December 09, 2008 | admin | Comments 0

Have you looked at all your allowable tax deductions?

I have received letters from people saying that they did not know about Tax Depreciation Schedules, or if they had heard about them, they did not know it applied to properties that they owned.

A Tax Depreciation Schedule should be done for any property that is either built or had capital expenditure done on it since 18 July 1985.

Even on a house 20 years old, it is still possible to get a tax depreciation allowance, possibly up to or more than $4,100 per year.

Capital expenditure inside the home, or outside can be added to your Tax Depreciation Schedule.

How is this going to help you with your negative gearing short fall?

If you are finding it difficult to meet your mortgage repayments, then make sure that your investment property has a Tax Depreciation Schedule done and that it is up to date.
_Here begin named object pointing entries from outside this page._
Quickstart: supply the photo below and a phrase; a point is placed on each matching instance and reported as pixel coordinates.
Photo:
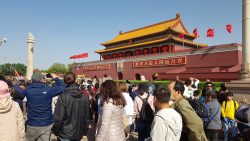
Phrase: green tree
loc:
(57, 68)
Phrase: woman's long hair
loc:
(110, 90)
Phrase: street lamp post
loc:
(3, 41)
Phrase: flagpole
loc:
(182, 44)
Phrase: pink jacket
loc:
(11, 121)
(138, 103)
(110, 125)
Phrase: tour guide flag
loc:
(83, 55)
(181, 35)
(229, 28)
(195, 31)
(210, 32)
(16, 73)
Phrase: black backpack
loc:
(146, 113)
(200, 108)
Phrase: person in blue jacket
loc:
(39, 112)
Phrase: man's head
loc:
(161, 96)
(188, 82)
(230, 96)
(209, 85)
(210, 94)
(37, 77)
(177, 89)
(143, 88)
(69, 78)
(4, 90)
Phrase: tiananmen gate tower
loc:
(166, 50)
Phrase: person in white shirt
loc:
(128, 109)
(167, 124)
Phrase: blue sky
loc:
(67, 27)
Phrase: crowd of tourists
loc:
(66, 108)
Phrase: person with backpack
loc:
(192, 124)
(213, 122)
(144, 112)
(128, 109)
(71, 116)
(228, 109)
(189, 91)
(110, 125)
(167, 124)
(11, 117)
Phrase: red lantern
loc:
(155, 49)
(137, 52)
(108, 56)
(103, 56)
(145, 51)
(120, 54)
(164, 48)
(114, 55)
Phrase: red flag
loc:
(210, 32)
(17, 74)
(181, 35)
(84, 55)
(195, 31)
(229, 28)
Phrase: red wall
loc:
(218, 66)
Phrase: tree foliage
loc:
(9, 69)
(58, 68)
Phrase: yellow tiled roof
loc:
(189, 42)
(150, 42)
(148, 30)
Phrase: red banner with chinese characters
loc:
(96, 67)
(160, 62)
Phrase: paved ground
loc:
(91, 135)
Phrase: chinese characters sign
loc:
(160, 62)
(96, 67)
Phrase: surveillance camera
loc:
(5, 39)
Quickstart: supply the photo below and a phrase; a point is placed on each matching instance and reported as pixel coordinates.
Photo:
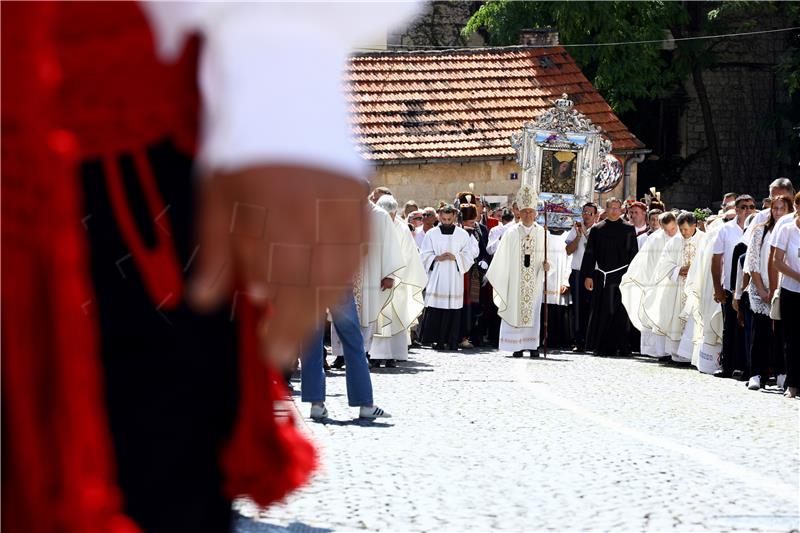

This could make all the difference to your problem.

The difference between capital expenditure and maintenance is where the cost is going to improve the overall value of the property.

Capital expenditure which can be tax depreciated, could be a paint job, new flooring, a new driveway, or a car port.

A maintenance expense would be the replacement of an element in the hot water tank, a replacement for a broken light fitting – in other words, costs that are essential to the renting out of the house in a fit and useable state.

Know the difference between the two and use your tax deductions to your benefit.